The work on Boxroot presented with @gasche at the ML workshop is meant to enable the development of safe interfaces between OCaml and Rust. I am working on such an interface for multicore OCaml to serve as a common building block for the few other projects in this area, by giving a reference implementation of the multicore memory-safety model. We also opened an RFC opening the possibility to integrate Boxroot with the OCaml runtime, but there are a few things to clarify before this can be considered.

At the OCaml workshop I presented an implementation in the runtime of a large page allocator with support for huge pages (THP) and efficient pointer classification (i.e. what you need to point to dynamically-allocated memory in the GC heap with sharing-like properties, à la Ancient and OCamlnet). It is part of longer-term goals, along with Boxroot, aiming to show how it is possible to mix tracing GC with the idea of linear allocation with re-use coming from linear logic (a.k.a. “functional but in place” in recent papers). (Such a hybrid allocation scheme could open now possibilities in programming for large data or low latency requirements in functional programming.) This is loosely inspired by old papers by Jean-Yves Girard on mixing linear, intuitionistic and classical reasoning inside the same deductive system.

All this is part of a longer-term investigation into the mixing of systems and functional programming centred on the notion of resource as a first-class value. (I have various ideas in this area ranging from hands-on to very theoretical; students in France or in Cambridge UK should feel free to get in touch with me if they are interested overall by this subject.)

reisenberg · November 14, 2022, 5:14pm

The Jane Street compilers team is hard at work on a number of fronts, though perhaps less visibly than in the past. Previously, we worked on a feature and got it merged upstream without releasing it internally. This meant that our colleagues would have to wait for a main trunk release of OCaml before getting the new feature, a turnaround time that was sometimes too slow. In order to decrease latency between feature conception and use, we have now changed to a new workflow where we develop and release features internally while we work to upstream.

Not only does this new workflow get features into the hands of our developers faster, it also allows us to improve the final product:

The upstreaming discussion can be informed by actual practice by the 700+ OCaml developers within Jane Street. We can, for example, examine developer adoption rates and performance impact with ease.
Because we can access the entire code base where a feature is deployed, we can correct design mistakes with low cost. For example, if a feature proves too confusing to use in practice, we can change its syntax. Indeed, Jane Street regularly makes broad updates to its code base, and this kind of change fits within our workflow. For main-trunk OCaml, this means that features are more fully tested than they could be otherwise.

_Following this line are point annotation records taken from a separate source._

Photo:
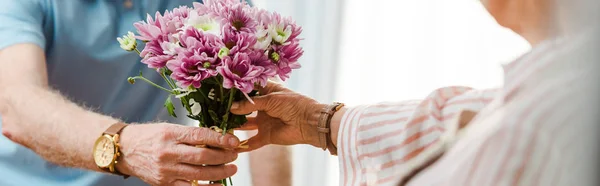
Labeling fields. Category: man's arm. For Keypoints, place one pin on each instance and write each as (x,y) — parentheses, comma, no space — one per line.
(271,165)
(64,133)
(35,117)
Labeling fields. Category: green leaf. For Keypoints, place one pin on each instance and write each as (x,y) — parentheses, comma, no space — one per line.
(170,107)
(214,116)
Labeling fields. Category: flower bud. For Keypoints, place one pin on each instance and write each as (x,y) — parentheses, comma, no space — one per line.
(128,42)
(131,80)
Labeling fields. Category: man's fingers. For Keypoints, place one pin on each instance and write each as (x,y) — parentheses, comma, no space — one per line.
(271,87)
(204,156)
(206,173)
(254,143)
(251,124)
(189,183)
(205,136)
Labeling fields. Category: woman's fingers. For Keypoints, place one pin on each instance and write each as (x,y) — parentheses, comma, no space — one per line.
(251,124)
(206,173)
(189,183)
(204,156)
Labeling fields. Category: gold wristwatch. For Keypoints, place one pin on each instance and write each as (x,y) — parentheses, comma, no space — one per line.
(107,149)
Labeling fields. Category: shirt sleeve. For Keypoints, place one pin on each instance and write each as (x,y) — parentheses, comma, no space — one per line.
(21,22)
(377,144)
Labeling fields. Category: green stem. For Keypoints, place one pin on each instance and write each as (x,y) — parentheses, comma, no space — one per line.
(227,112)
(220,86)
(164,76)
(153,84)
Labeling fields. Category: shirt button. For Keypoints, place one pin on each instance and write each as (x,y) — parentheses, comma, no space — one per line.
(128,4)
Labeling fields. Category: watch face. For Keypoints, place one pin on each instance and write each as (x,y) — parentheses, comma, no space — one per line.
(104,151)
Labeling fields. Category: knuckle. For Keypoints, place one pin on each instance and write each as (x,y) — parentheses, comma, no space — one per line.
(166,133)
(163,155)
(199,134)
(202,155)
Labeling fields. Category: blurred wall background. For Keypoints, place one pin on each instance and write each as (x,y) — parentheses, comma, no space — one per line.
(361,52)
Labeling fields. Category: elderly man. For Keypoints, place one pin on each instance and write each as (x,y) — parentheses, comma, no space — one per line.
(536,130)
(48,138)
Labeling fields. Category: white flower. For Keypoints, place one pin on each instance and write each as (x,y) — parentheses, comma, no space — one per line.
(204,23)
(263,39)
(128,42)
(279,32)
(183,92)
(195,107)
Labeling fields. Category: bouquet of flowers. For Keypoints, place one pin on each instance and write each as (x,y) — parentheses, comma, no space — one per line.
(214,54)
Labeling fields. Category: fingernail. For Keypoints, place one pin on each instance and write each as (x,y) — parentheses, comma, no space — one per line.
(235,106)
(233,142)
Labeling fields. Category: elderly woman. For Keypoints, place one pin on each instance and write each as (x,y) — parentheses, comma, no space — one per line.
(515,135)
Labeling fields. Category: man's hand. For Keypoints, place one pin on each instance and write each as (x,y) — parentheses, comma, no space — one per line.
(284,117)
(166,154)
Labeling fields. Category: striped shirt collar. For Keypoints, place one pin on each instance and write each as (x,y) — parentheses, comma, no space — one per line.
(542,55)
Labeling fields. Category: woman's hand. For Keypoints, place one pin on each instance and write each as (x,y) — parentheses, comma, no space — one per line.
(284,117)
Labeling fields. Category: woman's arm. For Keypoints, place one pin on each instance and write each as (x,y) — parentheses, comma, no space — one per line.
(375,142)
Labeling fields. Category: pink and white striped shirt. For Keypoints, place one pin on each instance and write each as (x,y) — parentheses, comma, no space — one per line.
(525,133)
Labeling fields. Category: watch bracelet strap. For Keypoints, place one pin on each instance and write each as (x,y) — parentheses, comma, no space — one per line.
(324,128)
(115,129)
(116,172)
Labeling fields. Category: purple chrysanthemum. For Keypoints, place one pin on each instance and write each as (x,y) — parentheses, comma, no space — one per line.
(286,58)
(197,58)
(239,72)
(191,70)
(238,18)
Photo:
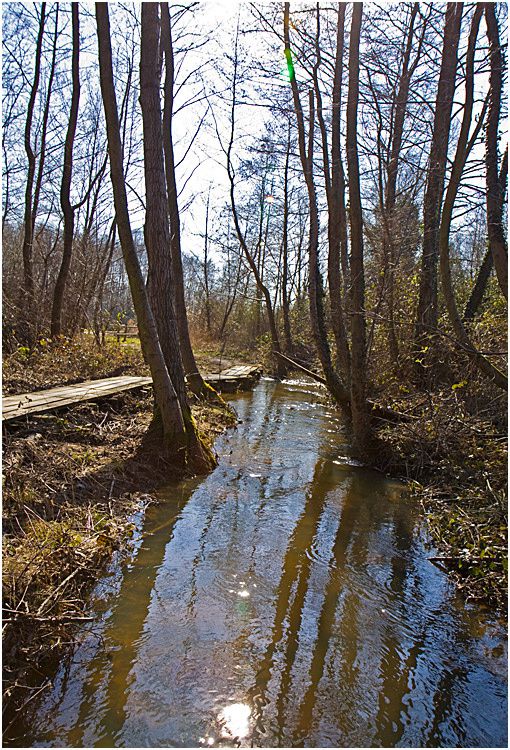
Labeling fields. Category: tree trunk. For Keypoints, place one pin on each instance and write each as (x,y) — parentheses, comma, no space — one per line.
(359,405)
(335,193)
(279,366)
(174,433)
(65,189)
(26,317)
(206,269)
(287,333)
(494,202)
(482,279)
(427,312)
(193,376)
(389,218)
(156,231)
(461,154)
(335,385)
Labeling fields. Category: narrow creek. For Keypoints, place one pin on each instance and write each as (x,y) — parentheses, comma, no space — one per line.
(285,600)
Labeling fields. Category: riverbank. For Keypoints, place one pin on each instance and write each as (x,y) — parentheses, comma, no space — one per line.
(455,460)
(240,616)
(72,481)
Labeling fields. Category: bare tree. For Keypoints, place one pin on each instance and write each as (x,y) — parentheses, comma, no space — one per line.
(359,404)
(427,311)
(193,376)
(175,439)
(68,210)
(27,301)
(494,201)
(335,384)
(156,231)
(464,146)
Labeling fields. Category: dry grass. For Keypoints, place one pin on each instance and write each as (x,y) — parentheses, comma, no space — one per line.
(68,361)
(71,482)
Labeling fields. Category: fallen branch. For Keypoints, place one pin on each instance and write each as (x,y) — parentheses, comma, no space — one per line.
(380,413)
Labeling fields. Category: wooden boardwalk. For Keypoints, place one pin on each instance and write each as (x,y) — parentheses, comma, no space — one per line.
(236,378)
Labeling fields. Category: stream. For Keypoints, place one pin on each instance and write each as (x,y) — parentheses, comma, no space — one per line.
(287,599)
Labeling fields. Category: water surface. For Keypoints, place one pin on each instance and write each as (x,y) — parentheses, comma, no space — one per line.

Upstreaming – contributing back to an open-source project and working in a language that reaches beyond our walls – remains a core value for the compilers team. (Indeed, one of my explicit job responsibilities at Jane Street is to help facilitate this process.) In addition, all our compiler work is fully open-source.

That said, we have a number of features we’re excited to share progress on, listed below. Expect to see proper proposals for these (posted to the RFCs repo) in due course.

Local allocations, implemented by Stephen Dolan and Leo White. This adds support for stack-allocated blocks, enforcing memory safety by requiring that heap-allocated blocks never point to stack-allocated blocks (and stack-allocated blocks never point to shorter-lived stack-allocated blocks). Function arguments can be annotated as local_ to say that the function does not store that argument. For example,

val map : 'a list -> f:local_ ('a -> 'b) -> 'b list

says that map does not store the function it is passed anywhere in the output, allowing the function closure to be stack-allocated. Stack-allocated record, variants, etc., are also possible. See also Stephen Dolan’s talk at ML’22.

This is a large addition to OCaml’s type system, and we’re still learning about how to use it best. We are actively learning from its deployment within Jane Street to influence the final version of this feature for upstreaming.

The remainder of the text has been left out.